The drawing room and the kitchen are the safest rooms in Christie’s fictional houses. Comfortable and warm, the drawing room was the main living area of the household, where the inhabitants and the house guests would meet before dinner, gather, sing and play music, converse or play communal games or cards (
Phillips 1988, p. 114). The drawing room was the space reserved for meetings and for other social events. Frequently, Christie’s houses include more than one drawing room. For instance, in
Crooked House the household is divided in three separate apartments, each one of them with a private drawing room.
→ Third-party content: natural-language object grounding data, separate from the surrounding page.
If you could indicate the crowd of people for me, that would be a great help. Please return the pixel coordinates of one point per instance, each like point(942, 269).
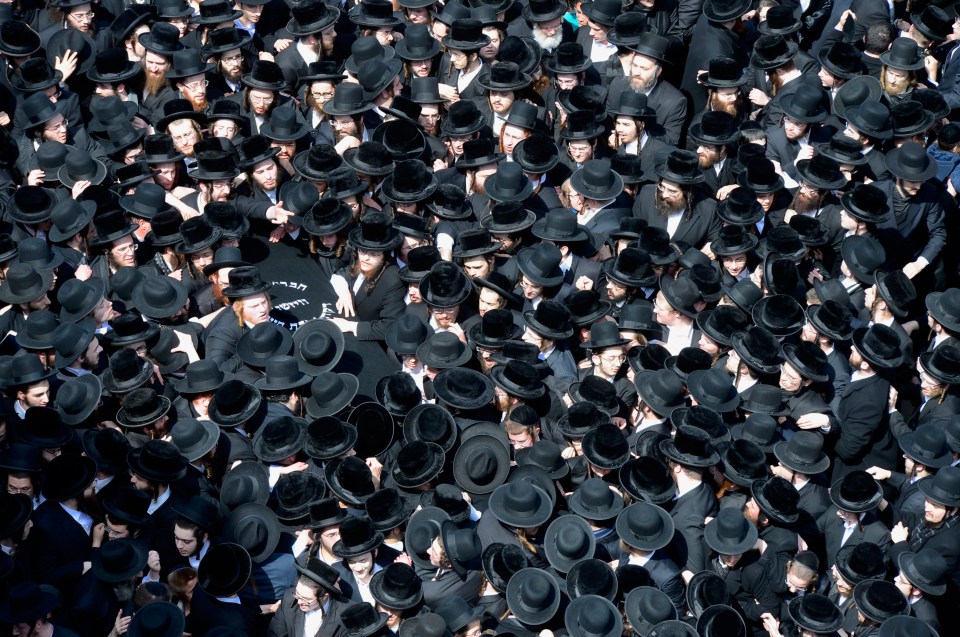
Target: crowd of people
point(487, 317)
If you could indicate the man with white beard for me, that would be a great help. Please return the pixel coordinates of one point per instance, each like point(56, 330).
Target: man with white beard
point(543, 20)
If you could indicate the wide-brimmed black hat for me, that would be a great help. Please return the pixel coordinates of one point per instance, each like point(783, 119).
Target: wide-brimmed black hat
point(481, 464)
point(879, 345)
point(279, 439)
point(879, 600)
point(729, 533)
point(350, 480)
point(904, 54)
point(119, 560)
point(910, 162)
point(311, 17)
point(717, 128)
point(777, 498)
point(234, 402)
point(772, 51)
point(690, 446)
point(645, 527)
point(925, 570)
point(816, 613)
point(533, 596)
point(803, 453)
point(158, 461)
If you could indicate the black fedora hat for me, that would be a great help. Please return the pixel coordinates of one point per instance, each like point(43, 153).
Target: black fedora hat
point(867, 203)
point(944, 307)
point(859, 562)
point(605, 447)
point(925, 570)
point(533, 596)
point(760, 176)
point(856, 492)
point(816, 613)
point(841, 60)
point(234, 402)
point(730, 533)
point(691, 446)
point(508, 183)
point(397, 587)
point(870, 118)
point(844, 150)
point(758, 348)
point(879, 345)
point(803, 453)
point(904, 54)
point(157, 461)
point(596, 180)
point(777, 499)
point(943, 487)
point(246, 482)
point(398, 393)
point(350, 480)
point(375, 426)
point(927, 445)
point(718, 128)
point(244, 281)
point(481, 464)
point(279, 439)
point(910, 162)
point(879, 600)
point(541, 264)
point(772, 51)
point(224, 570)
point(311, 17)
point(645, 527)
A separate world from the rest of the house, the kitchen was not designed for living in but simply for work. It was a place destined to the servants and family members hardly ventured in it. In Agatha Christie’s country houses, the kitchen corresponds to the safest place, where murders never occur (
Maida and Spornick 1982, p. 184). It occupies a peripheral position compared to the other rooms of the house and is usually dwelled by the servants, who always play a very marginal role in Christie’s narratives. The sanctity of this place is never violated by unscrupulous murderers and the tragic events of the household do not affect the rituals of breakfast and dinners. For Christie food is a fundamental part of the setting and, at the same time, it is a constant factor of her narratives. Food, according to Larmouth, “serves an important function in giving a sense of reality” (
Larmouth 1972, p. 3) and in many cases, a sense of normalcy and domesticity. The proper English breakfast and the ceremony of the afternoon tea with biscuits, milk, and honey, are often described within her novels underlining Christie’s preoccupation with notions of England and Englishness. These traditional rituals continue undisturbed and many characters refuse to speak of murder during mealtimes. It is not accidental that Christie’s detectives and criminals are often described while drinking tea or eating delicious cakes. However, Christie reminds us that food can be easily deprived of its vital force and altered into a murder weapon. When this is the case, food becomes a vehicle for poison and loses its traditional cultural symbolism of safety and domesticity (
Baucekova 2014, p. 39). The author’s fascination for food accompanies the reader throughout Christie’s vast collection of detective fiction. For the detectives and the readers food provides a temporary relief from the uncertainties and vulnerabilities of human relationships, from the blood and chaos of murder and violence. The safe ritual of eating temporarily interrupts the investigation, increasing the suspense, as the detective transmutes the dining pause into an occasion to reflect about the occurrences. Furthermore, food humanizes the detectives and at the same time gives a sense of reality to the world they investigate.